Talazoparib/Enzalutamide Combo Meets rPFS End Point in Untreated Metastatic CRPC

Article

The addition of talazoparib to enzalutamide produced a statistically significant and clinically meaningful improvement in radiographic progression-free survival vs enzalutamide plus placebo in previously untreated patients with metastatic castration-resistant prostate cancer, with or without homologous recombination repair gene mutations.

Chris Boshoff, MD, PhD

Chris Boshoff, MD, PhD

The addition of talazoparib (Talzenna) to enzalutamide (Xtandi) produced a statistically significant and clinically meaningful improvement in radiographic progression-free survival (rPFS) vs enzalutamide plus placebo in previously untreated patients with metastatic castration-resistant prostate cancer (mCRPC), with or without homologous recombination repair (HRR) gene mutations, meeting the primary end point of the phase 3 TALAPRO-2 trial (NCT03395197).

Results for the primary end point exceeded the prespecified hazard ratio of 0.696. Detailed findings from the trial will be presented at a medical congress in the near future, and data will be submitted to global regulatory authorities to potentially support a regulatory filing.

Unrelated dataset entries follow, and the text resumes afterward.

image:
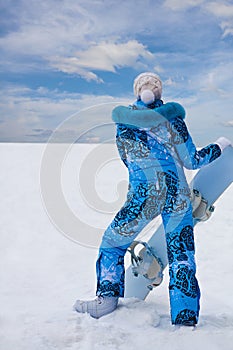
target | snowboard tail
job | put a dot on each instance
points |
(208, 185)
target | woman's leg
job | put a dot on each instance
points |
(142, 205)
(183, 287)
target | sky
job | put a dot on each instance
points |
(61, 59)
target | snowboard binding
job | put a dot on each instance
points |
(146, 263)
(201, 210)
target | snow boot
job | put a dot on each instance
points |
(98, 307)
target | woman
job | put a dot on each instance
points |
(155, 145)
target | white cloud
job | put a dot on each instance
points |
(25, 111)
(106, 56)
(220, 9)
(224, 12)
(181, 4)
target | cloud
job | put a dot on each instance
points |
(182, 5)
(224, 12)
(220, 9)
(32, 115)
(229, 123)
(105, 56)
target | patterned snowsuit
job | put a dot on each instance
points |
(155, 145)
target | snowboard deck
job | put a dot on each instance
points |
(210, 181)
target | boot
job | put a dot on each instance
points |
(98, 307)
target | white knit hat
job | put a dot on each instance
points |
(148, 81)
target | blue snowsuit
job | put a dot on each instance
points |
(155, 145)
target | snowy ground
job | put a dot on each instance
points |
(42, 272)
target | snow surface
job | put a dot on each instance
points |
(42, 272)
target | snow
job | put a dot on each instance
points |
(43, 272)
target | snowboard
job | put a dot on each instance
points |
(147, 266)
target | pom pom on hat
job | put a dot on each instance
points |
(147, 96)
(148, 81)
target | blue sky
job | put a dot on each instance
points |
(59, 57)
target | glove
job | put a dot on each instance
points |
(223, 142)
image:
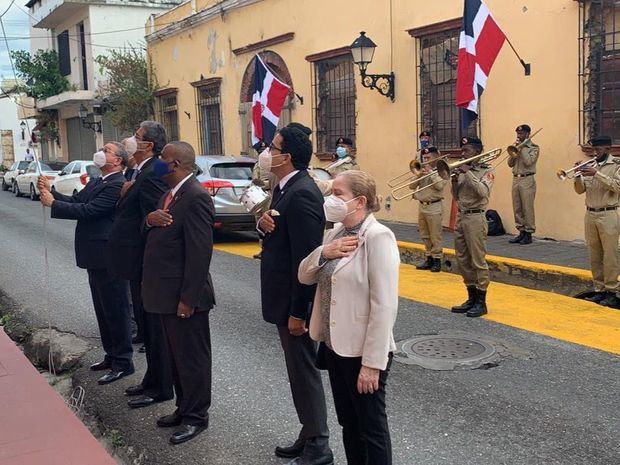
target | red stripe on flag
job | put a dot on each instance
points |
(465, 78)
(257, 120)
(489, 44)
(276, 96)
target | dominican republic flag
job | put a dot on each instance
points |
(479, 44)
(267, 102)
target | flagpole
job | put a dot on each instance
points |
(526, 66)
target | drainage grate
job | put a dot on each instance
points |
(446, 352)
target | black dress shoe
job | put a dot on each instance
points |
(186, 432)
(136, 390)
(100, 366)
(114, 375)
(142, 401)
(290, 452)
(168, 421)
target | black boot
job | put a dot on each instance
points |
(427, 265)
(480, 308)
(527, 239)
(517, 239)
(611, 300)
(469, 303)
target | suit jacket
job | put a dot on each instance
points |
(177, 257)
(126, 246)
(93, 208)
(364, 295)
(299, 230)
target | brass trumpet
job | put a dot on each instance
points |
(572, 173)
(515, 150)
(447, 170)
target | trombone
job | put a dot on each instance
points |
(573, 172)
(447, 170)
(515, 150)
(414, 169)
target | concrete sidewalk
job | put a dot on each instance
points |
(554, 266)
(563, 253)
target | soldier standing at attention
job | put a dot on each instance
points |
(430, 211)
(600, 181)
(524, 186)
(471, 189)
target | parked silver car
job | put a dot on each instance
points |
(226, 178)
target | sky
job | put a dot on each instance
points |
(16, 25)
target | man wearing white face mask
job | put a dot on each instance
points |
(288, 238)
(93, 208)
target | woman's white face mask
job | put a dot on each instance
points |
(336, 209)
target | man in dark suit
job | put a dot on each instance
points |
(289, 238)
(125, 255)
(177, 286)
(93, 208)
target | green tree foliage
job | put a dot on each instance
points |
(40, 72)
(130, 87)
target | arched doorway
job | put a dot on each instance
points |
(279, 68)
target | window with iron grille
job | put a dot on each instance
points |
(334, 101)
(599, 62)
(209, 119)
(168, 115)
(437, 111)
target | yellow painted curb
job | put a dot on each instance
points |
(558, 316)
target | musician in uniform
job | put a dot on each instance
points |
(430, 211)
(345, 157)
(471, 189)
(524, 185)
(600, 181)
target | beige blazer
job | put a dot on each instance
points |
(364, 295)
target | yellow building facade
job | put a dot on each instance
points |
(202, 52)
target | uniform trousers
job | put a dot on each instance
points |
(365, 431)
(602, 231)
(429, 223)
(470, 245)
(523, 195)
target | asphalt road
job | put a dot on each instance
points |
(548, 402)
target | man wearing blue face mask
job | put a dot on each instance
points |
(93, 208)
(345, 157)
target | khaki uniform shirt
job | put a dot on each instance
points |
(348, 163)
(602, 189)
(525, 163)
(473, 189)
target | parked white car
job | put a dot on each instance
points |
(75, 176)
(27, 182)
(19, 167)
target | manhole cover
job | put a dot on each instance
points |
(445, 352)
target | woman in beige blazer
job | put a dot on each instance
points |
(356, 272)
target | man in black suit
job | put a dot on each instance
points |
(139, 197)
(177, 286)
(289, 238)
(93, 208)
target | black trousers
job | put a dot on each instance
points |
(306, 385)
(111, 302)
(189, 340)
(365, 431)
(157, 381)
(138, 310)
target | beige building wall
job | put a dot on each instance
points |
(546, 34)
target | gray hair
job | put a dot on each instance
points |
(121, 151)
(156, 133)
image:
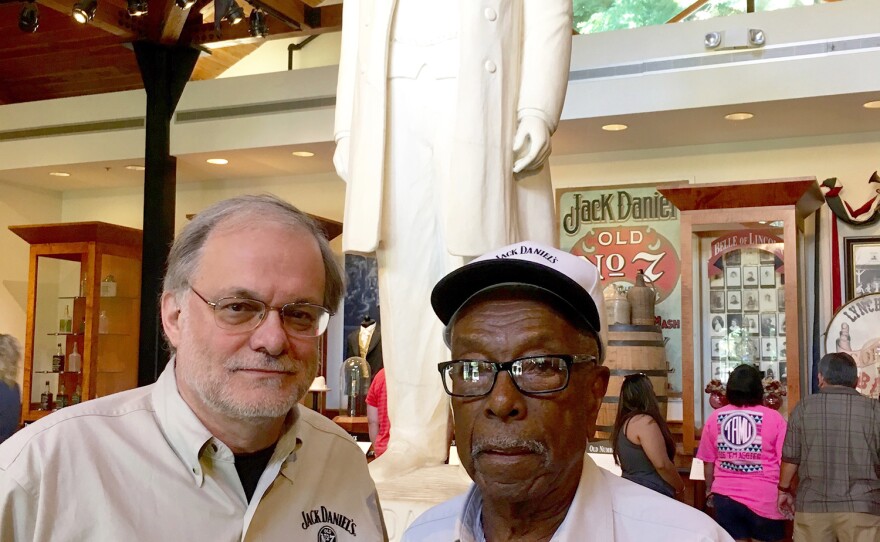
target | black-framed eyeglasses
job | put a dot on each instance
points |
(531, 374)
(243, 314)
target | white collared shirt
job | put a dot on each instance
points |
(605, 508)
(139, 465)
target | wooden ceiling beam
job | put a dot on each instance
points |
(292, 12)
(108, 17)
(327, 19)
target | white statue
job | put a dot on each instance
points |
(444, 115)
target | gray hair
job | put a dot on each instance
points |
(10, 354)
(185, 254)
(839, 369)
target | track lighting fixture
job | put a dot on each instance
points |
(258, 27)
(29, 17)
(136, 8)
(84, 10)
(235, 14)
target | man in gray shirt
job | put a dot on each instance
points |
(833, 444)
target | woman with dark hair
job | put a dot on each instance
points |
(741, 450)
(10, 395)
(641, 441)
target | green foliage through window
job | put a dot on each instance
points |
(591, 16)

“[Enzalutamide] is a global standard of care, with overall survival [OS] demonstrated in mCRPC, nonmetastatic CRPC, and metastatic castration-sensitive prostate cancer [mCSPC],” Chris Boshoff, MD, PhD, chief development officer of Oncology and Rare Disease at Pfizer Global Product Development, stated in a press release. “We are very pleased with the strong findings from TALAPRO-2, and although no definitive conclusions can be made across trials, the rPFS appears to be the longest observed in a randomized trial in this setting.

“These data highlight the potential for [talazoparib] in combination with [enzalutamide], if approved, to become a new standard of care for mCRPC, irrespective of HRR gene mutation status. We look forward to discussing these data with global health authorities.”

The two-part, two-cohort, multicenter, randomized, double-blind, placebo-controlled TALAPRO-2 trial enrolled 1,095 patients with mCRPC who received no systemic treatments after documentation of mCRPC. The two cohorts consisted of all-comers (cohort 1; n = 750) and those with HRR mutations (cohort 2; n = 380).

Patients on androgen deprivation therapy (ADT) or who had bilateral orchiectomy in the trial were randomly assigned to receive 0.5 mg of talazoparib per day plus 160 mg of enzalutamide per day, or placebo plus 160 mg of enzalutamide per day.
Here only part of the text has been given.